I propose that a more balanced approach to the season—one that does not confuse it with Christmas entirely—requires us first to re-evaluate our baseline dispositions. Let me explain.

In my reading of the Philokalia, I stumbled upon this great passage from Ilias the Priest’s Third Gnomic Anthology:

The three most comprehensive virtues of the soul are prayer, silence, and fasting. Thus you should refresh yourself with the contemplation of created realities when you relax from prayer; with conversation about the life of virtue when you relax from silence; and with such food as is permitted when you relax from fasting. So long as the intellect dwells among divine realities, it preserves its likeness to God being filled with goodness and compassion.

Here, he describes well what ought to be our normative state as we await Christ’s second coming: one of prayer, silence, and fasting. While their complements, common contemplation (a prayerful consideration of the created world), virtuous conversation with the other, and temperate food and drink consumption are by no means condemned, they are put into their proper place: as relaxations from prayer, silence, and fasting, and not the opposite.

The enjoyment of Christmas music, conversation, sweets, and holiday drinks has become the norm for observing Advent in the world. While we can enjoy Christmas cheer in the air, seasonal pastries, and the sound of hymns, I fear that their primacy of place in Advent has caused us to hold them in lower esteem when their proper time has actually come about. Few people find Christmas music palatable through Candlemas, let alone Theophany, let alone Epiphany, let alone the Octave, let alone New Year’s Eve…

By cultivating a spirit of quiet, such that we view quiet as our normative state—the place from which and to which all else returns—we shall find ourselves much more eager to hear the sweetness of Advent and Christmas hymns at mass and in coffee shops. When we hold silence as something sacred, we will be able to appreciate music and conversation with a greater reverence, since it is no longer mere background noise. I am encouraged by the fact that, despite the world’s clamor, there are still two words that do not pass our lips in earnest until the twenty-fifth day of December. We keep that sacred greeting silent until Christ is born on Christmas day. I am hopeful that such a thing can be regained gradually by all Christians with regard to Christmas music, such that it once again becomes something more sacred than commonplace.

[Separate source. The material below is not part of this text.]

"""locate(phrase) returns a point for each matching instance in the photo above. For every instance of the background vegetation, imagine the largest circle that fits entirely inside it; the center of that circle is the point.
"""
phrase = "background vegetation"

And likewise by reframing fasting as our normative state in Advent, such that we consider each meal—or each reception of someone else’s kindness in the form of pastries—as a relaxation from our little fasts, we shall find ourselves looking forward with greater fervor to feasting with friends and family in Christmastide. While in our Church the role and rule of fasting has been vastly diminished, we should consider that Eastern and Coptic Orthodox Christians eat only vegetables during this time of preparation.

A chief point we can take from Ilias’s text is this: when we view prayer, silence, and fasting as deviations from our normal way of living, our gaze is revealed to be more consistently on things of this world than of heaven, and our lives easily become overrun by noise and stimulation of the senses. But when we make prayer, silence, and fasting our normal way of living, then we become more mindful of our daily tasks, the sound that enters our ears, the food that enters our bodies, and the way the Lord works through all these things. While the extent to which we reform our approach to Advent is a matter of personal discernment, I think it is nonetheless necessary if we want to celebrate Christmas well. And in reframing our mindsets and reforming our lives around these three things during this time of preparation, we will find ourselves having made greater space for God, whose voice is heard much more easily in the quiet than in the noise.

Advent is perhaps the most fitting time to begin these reconsiderations. The weather is getting colder, the mornings get light later, and the evening is becomes dark earlier. There’s great occasion for stillness right now.